CrossSim

CrossSim is a GPU-accelerated, Python-based crossbar simulator designed to model analog in-memory computing for any application that relies on matrix operations. This includes neural networks, signal processing, solving linear systems, and many more. It is an accuracy simulator and co-design tool that was developed to address how analog hardware effects in resistive crossbars impact the quality of the algorithm solution.
CrossSim has a Numpy-like API that allows different algorithms to be built on resistive memory array building blocks. CrossSim cores can be used as drop-in replacements for Numpy in application code to emulate deployment on analog hardware. CrossSim also provides both Torch and Keras compatible implementations of many analog-compatible neural network layers including linear and convolutional layers.

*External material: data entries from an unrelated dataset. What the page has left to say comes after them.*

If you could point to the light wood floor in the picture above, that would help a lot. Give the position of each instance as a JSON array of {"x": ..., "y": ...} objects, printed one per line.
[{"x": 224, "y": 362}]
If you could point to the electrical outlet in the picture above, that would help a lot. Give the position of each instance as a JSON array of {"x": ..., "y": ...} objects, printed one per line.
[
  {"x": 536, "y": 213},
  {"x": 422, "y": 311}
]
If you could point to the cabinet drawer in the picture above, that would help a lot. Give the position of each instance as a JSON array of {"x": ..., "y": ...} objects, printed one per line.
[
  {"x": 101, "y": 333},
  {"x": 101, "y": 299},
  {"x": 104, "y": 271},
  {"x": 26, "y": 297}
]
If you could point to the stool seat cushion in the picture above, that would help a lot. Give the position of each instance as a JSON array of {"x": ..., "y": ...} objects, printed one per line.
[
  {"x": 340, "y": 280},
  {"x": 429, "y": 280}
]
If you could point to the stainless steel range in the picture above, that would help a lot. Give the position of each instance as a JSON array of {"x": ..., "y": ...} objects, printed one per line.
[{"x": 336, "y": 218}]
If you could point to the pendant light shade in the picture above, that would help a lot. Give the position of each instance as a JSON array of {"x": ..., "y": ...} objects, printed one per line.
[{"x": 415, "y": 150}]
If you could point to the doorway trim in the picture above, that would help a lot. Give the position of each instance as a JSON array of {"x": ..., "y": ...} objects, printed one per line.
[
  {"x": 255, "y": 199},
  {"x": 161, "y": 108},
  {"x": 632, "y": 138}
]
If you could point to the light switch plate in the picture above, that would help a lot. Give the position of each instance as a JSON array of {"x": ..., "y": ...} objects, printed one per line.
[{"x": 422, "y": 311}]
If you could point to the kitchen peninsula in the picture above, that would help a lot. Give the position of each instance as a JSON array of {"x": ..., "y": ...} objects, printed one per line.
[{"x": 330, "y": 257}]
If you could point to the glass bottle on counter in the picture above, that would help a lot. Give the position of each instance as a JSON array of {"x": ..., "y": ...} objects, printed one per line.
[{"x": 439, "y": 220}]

CrossSim can model device and circuit non-idealities such as arbitrary programming errors, conductance drift, cycle-to-cycle read noise, and precision loss in analog-to-digital conversion (ADC). It also uses a fast, internal circuit simulator to model the effect of parasitic metal resistances on accuracy.
CrossSim also supports simulating systems with a wide range of data representation strategies including using multiple devices per value (i.e., weight bit slicing) and multiple approaches to representing negative numbers. Each of these components provides a modular interface to allow users to quickly implement models of new research ideas and explore the effects within the context of a larger applications.